Un artefacto bélico en casa

Una vecina de Rioseco guarda durante 26 años en casa un proyectil de la Guerra Civil sin saber si podía explotar

Un agente de la Guardia Civil observa el proyectil entregado por una vecina de Rioseco
La mujer entregó voluntariamente a la Guardia Civil el artefacto que fue localizado en el año 2000 pero que fue olvidado en el sótano

La Guardia Civil ha recogido el pasado jueves 26 de febrero un proyectil de artillería de metralla de calibre 75 milímetros que fue entregado por una mujer de forma voluntaria en el acuartelamiento del municipio vallisoletano de Medina de Rioseco. Según explicó la vecina que lo llevó hasta las dependencias oficiales, el artefacto apareció en el año 2000 durante unas obras de reforma en el sótano de su vivienda.

Tras el hallazgo, el proyectil quedó guardado en el interior de la casa y con el paso del tiempo terminó olvidado hasta que fue localizado de nuevo recientemente. Tras su entrega a la Benemérita, especialistas en desactivación de explosivos de la Guardia Civil examinaron el objeto y confirmaron que se trataba de un proyectil de metralla de 75 milímetros, un modelo ampliamente utilizado durante la Guerra Civil española. Aunque en este caso no contenía carga explosiva, su apariencia externa hacía pensar que podía encontrarse operativo, lo que suponía un potencial riesgo si hubiera sido manipulado sin las debidas precauciones.

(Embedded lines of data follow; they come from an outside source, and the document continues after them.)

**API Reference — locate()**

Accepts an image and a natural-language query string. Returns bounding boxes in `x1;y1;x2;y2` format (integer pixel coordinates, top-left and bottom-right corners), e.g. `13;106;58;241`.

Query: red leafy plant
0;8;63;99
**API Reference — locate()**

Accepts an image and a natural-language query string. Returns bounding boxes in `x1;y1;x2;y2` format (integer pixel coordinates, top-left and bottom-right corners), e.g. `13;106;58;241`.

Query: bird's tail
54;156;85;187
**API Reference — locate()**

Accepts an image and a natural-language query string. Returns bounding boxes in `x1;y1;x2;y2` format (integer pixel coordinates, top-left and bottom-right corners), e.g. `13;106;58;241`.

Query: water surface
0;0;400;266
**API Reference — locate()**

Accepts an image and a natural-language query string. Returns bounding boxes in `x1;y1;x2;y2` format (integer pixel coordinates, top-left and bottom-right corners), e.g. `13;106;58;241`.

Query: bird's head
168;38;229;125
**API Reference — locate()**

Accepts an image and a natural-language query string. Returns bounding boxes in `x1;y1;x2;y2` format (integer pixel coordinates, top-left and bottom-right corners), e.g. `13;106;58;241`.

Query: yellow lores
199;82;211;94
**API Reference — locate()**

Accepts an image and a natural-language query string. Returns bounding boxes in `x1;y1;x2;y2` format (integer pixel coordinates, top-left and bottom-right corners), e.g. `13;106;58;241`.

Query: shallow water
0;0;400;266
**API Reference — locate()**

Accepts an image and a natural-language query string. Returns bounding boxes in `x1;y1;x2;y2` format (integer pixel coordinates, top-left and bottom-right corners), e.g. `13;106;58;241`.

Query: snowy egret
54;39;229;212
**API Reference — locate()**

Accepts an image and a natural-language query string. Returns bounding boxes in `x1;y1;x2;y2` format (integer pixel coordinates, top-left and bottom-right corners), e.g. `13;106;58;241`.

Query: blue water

Recomendaciones de la Guardia Civil

Ante este episodio, los agentes de la Guardia Civil de Valladolid han aprovechado para recordar a la ciudadanía que ante la aparición de un objeto sospechoso de contener explosivos, es fundamental no manipularlo ni trasladarlo, y poner en aviso a las autoridades. Las recomendaciones básicas son no tocar, mover ni alterar el objeto bajo ningún concepto; señalizar el lugar para poder identificarlo posteriormente; y avisar inmediatamente a la Benemérita a través del teléfono 062.

En caso de encontrar un objeto potencialmente peligroso dentro de una vivienda, los agentes recuerdan que se debe avisar directamente a la Guardia Civil, ya que la atención de este tipo de incidencias es prioritaria y no conlleva sanciones para quien da el aviso. Asimismo, se pide no transportar el artefacto o abandonarlo en otro lugar ya que el traslado puede entrañar peligro y dejarlo en un entorno descontrolado puede aumentar el riesgo de una posible explosión.